A Conversation for Where Do Babies Come From?

As a child...

Post 21

echomikeromeo

I'm trying to remember why I giggled about sex straight up through 13 years old or so. I suppose it's because everyone else did - at some point when I was young there must have been someone who knew what sex was, or who had an older sibling who giggled about it, or something like that, and the nervousness was passed round. Of course, we didn't have any sort of sex education in school until a very rudimentary explanation of puberty and how women get pregnant at the age of 11. I wonder if children for whom sex ed begins at an earlier age grow up with less of a "giggle factor".


As a child...

Post 22

Teasswill

Even with the explicitness of sex in the media today, I suspect that there is still a giggle factor when related to 'real people'.
It's one thing to read about ideal sex in magazines, or watch glossy actors simulating intercourse on TV, but quite another to imagine your friends & relatives in the act.


As a child...

Post 23

You can call me TC

Ah - of course: peer pressure.

Good point about leaving the giggling stage at different ages. I wonder if it's natural, healthy and A Good Thing to go through the pseudo-embarrassed giggling stage at all? (I say "pseudo" because half the group probably doesn't even really know what they're embarrassed about).

Or is it better to be sensible and open about everything and not ever give your kids cause to go through that giggling phase. And if you do succeed in doing that, how will they know when it is not appropriate to bring the subject up?

My kids seem to have caught on to this - possibly just common sense. Or a natural sensitiveness to people's feelings.

For example, they have absolutely no problem with the fact that when they stay with my parents (their grandparents) and have their girlfriends with them, no way will they be allowed to sleep in the same room.

And is it desirable to remove the taboo on sexuality in polite conversation? (Just think how many jokes and comic films would lose their punch if it was not embarrassing any more to keep quiet on the subject when in company)

Wouldn't it spoil the magic a bit if everyone teated sex talk like they swap recipes or where they spent their holidays?

Or may I present the daring hypothesis that doing away with taboos would eventually reduce the rape and child-abuse statistics because people would no longer develop neuroses about their sexuality, and would be able to have more normal relationships?

Or am I deviating too far from the talking point and should I shut up?


As a child...

Post 24

Teasswill

I guess that people will always differ in their attitudes towards issues like sex & nudity. I remember that a school friend of mine was somewhat unhibited & happily walked around the house nude. This was OK within the family, but very embarrassing for her elder sister's boyfriend.
Good point about the lost humour if there's no taboo.

I suspect that if we swapped sex talk like recipes, there'd be a similar tendancy to exaggerate & outdo each other!

Looking at other societies could give us a clue as to whether or not openness spoils the magic. Some societies are very open about celebrating the onset of menstruation & becoming an adult is a great ritual.


As a child...

Post 25

healingmagichands

I believe that child abuse and molestation are more apt to happen in a "climate" of taboo and secrecy. If your child knows what sex is and when it is appropriate, and knows that they can talk to the adults around them about what is happening to them, the molester loses her/his power to control the child. And a similar thing happens to abusers.
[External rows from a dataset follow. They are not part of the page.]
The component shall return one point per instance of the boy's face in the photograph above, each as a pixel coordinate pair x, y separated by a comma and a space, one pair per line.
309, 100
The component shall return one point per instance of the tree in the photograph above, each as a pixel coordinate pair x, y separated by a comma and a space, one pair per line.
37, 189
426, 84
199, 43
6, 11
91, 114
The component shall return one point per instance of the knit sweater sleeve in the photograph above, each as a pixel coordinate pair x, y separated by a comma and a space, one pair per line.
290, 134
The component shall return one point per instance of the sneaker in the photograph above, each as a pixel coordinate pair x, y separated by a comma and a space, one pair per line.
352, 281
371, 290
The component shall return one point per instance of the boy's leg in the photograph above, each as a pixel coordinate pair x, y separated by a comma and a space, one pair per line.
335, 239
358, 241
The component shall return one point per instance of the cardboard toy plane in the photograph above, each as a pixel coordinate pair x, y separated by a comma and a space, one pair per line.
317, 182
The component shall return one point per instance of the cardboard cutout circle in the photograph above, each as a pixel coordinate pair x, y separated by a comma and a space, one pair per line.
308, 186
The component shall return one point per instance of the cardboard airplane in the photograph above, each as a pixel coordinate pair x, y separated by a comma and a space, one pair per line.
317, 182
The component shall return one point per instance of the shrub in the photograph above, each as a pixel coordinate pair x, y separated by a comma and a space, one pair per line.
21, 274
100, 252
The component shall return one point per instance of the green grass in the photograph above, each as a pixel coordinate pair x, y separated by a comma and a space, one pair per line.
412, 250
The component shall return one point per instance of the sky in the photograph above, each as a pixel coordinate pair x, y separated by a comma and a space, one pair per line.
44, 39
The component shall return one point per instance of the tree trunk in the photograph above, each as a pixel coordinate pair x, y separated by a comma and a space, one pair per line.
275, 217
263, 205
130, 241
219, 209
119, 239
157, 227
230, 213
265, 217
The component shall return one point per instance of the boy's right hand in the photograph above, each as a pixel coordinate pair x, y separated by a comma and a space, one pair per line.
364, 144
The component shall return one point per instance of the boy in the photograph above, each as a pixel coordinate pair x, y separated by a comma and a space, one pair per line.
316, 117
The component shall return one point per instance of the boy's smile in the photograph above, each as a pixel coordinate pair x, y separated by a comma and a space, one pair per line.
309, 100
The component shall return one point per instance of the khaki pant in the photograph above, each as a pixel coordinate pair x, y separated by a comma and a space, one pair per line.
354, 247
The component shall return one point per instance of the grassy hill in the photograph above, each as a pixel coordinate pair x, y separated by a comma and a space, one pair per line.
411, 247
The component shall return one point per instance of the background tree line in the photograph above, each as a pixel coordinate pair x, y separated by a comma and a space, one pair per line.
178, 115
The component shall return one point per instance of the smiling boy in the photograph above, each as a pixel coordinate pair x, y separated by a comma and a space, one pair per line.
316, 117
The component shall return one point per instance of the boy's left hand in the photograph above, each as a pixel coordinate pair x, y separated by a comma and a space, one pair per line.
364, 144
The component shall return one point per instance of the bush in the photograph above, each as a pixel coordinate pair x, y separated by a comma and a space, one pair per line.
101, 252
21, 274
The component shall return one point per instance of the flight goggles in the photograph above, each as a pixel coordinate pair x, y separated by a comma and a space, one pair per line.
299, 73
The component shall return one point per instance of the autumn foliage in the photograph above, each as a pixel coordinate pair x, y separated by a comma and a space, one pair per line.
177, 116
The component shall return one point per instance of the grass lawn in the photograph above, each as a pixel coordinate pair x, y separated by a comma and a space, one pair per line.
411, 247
"were there any complaints from parents" Not that I was aware of.


As a child...

Post 26

echomikeromeo

I think I must have been 14 and my sister 11 when I at one point grew quite frustrated with her for being "grossed out" by sex. But my mother seemed to think that it was a good thing for my sister to be weirded out at that age, because it meant she wouldn't be trying anything herself.

For the past couple years, though, it's been my goal in my conversations with my peers to desensitise and demystify sex, something which our school sex ed programme does nothing about.

I guess I see a similar conundrum to TC, though. It would be great to think we could all (especially young people) be open about sexuality - which might even result in less prejudice and that sort of thing - but then what would be the point in innuendo?